- Education: University of Pisa and Scuola Normale Superiore
- Scientific career
- Fields: Theoretical physics, Nuclear physics, and Ultracold atoms
- Workplaces: University of Trento
- Academic advisors: Bruno Touschek, Renzo Leonardi and David Brink

= Sandro Stringari =

Italian theoretical physicist (born 1949)

Sandro Stringari is an Italian theoretical physicist who has contributed to the theory of quantum many-body physics, including atomic nuclei, quantum liquids and ultra-cold atomic Bose and Fermi gases.

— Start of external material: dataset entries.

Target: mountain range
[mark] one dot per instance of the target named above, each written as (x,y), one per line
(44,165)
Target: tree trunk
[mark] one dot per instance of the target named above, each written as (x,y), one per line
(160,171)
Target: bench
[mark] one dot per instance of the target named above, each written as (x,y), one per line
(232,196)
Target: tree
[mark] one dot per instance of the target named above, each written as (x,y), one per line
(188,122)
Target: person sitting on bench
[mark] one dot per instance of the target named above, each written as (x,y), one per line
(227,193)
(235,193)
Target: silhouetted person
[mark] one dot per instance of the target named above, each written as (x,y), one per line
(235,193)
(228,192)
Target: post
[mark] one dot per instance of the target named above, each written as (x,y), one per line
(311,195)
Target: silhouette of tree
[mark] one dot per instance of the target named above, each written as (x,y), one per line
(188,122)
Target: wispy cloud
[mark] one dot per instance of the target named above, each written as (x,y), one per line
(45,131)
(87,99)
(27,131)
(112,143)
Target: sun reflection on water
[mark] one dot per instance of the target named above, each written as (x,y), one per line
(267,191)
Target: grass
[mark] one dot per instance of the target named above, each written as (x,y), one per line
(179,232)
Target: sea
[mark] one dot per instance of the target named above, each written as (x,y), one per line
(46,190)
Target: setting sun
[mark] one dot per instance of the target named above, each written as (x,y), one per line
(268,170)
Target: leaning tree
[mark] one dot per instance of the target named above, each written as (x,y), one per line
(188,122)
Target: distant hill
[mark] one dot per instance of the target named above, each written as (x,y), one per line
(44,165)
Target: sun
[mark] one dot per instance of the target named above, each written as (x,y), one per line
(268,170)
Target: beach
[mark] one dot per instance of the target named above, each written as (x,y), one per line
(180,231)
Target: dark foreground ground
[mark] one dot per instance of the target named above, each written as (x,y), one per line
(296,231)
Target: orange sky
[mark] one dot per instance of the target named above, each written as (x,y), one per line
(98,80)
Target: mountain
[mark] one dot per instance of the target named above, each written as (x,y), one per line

He has developed in a systematic way the sum rule approach to the collective behavior of interacting systems.

==Biography==
After the studies at the University of Pisa and at the Scuola Normale Superiore Pisa, completed in 1972 and supervised by Bruno Touschek, he moved to Trento and Oxford under the supervision of Renzo Leonardi and David Brink, respectively. In the years 1978/79 and 1985/86, invited by Oriol Bohigas Marti, he has worked at the Institut de Physique Nucleaire in Orsay. In 1990, he became full professor at the University of Trento, where he currently teaches an undergraduate course on quantum mechanics and a graduate course on quantum gases and superfluidity. In 2002, he established in Trento the Center on Bose –Einstein Condensation, founded by the Istituto Nazionale per la Fisica della Materia (INFM), and now part of CNR. In the year 2004/2005, invited by Claude Cohen-Tannoudji, he held the European Chair at the Collège de France, in Paris. In 2010, he was recipient of the 5 years ERC Advanced Grant "Quantum Gases beyond equilibrium". Since 2011, he is corresponding member of the Accademia Nazionale dei Lincei.

==Main scientific contributions==
In the first period of his scientific career Sandro Stringari focused on the magnetic properties of atomic nuclei and on the isospin degree of freedom, developing the innovative sum rule approach to the collective excitations.

Starting from the 80’s he oriented his interests in the direction of atomic clusters and quantum liquids. Major contributions of this period are the study of the evaporation mechanism of helium clusters and the T=0 extension of the Hohenberg-Mermin-Wagner theorem.

His interests in the physics of Bose-Einstein condensates (BEC) started with the workshop on Bose-Einstein Condensation (BEC), known as the "Levico conference", organized in 1993 at Levico. After the first experimental realization of BEC in 1995, he developed the formalism of superfluid hydrodynamics to describe the collective oscillations of a harmonically trapped BECs, providing analytic predictions for their frequencies. This contribution had a major impact on the first generation of experiments on ultra cold quantum gases and influenced an important line of theoretical work. Later contributions to the dynamics of trapped quantum gases, and to their rotational, superfluid and thermodynamic properties are summarized in the review papers on Bose-Einstein condensates and Fermi gases as well as in the book on Bose-Einstein Condensation and Superfluidity written in collaboration with Lev Pitaevskii.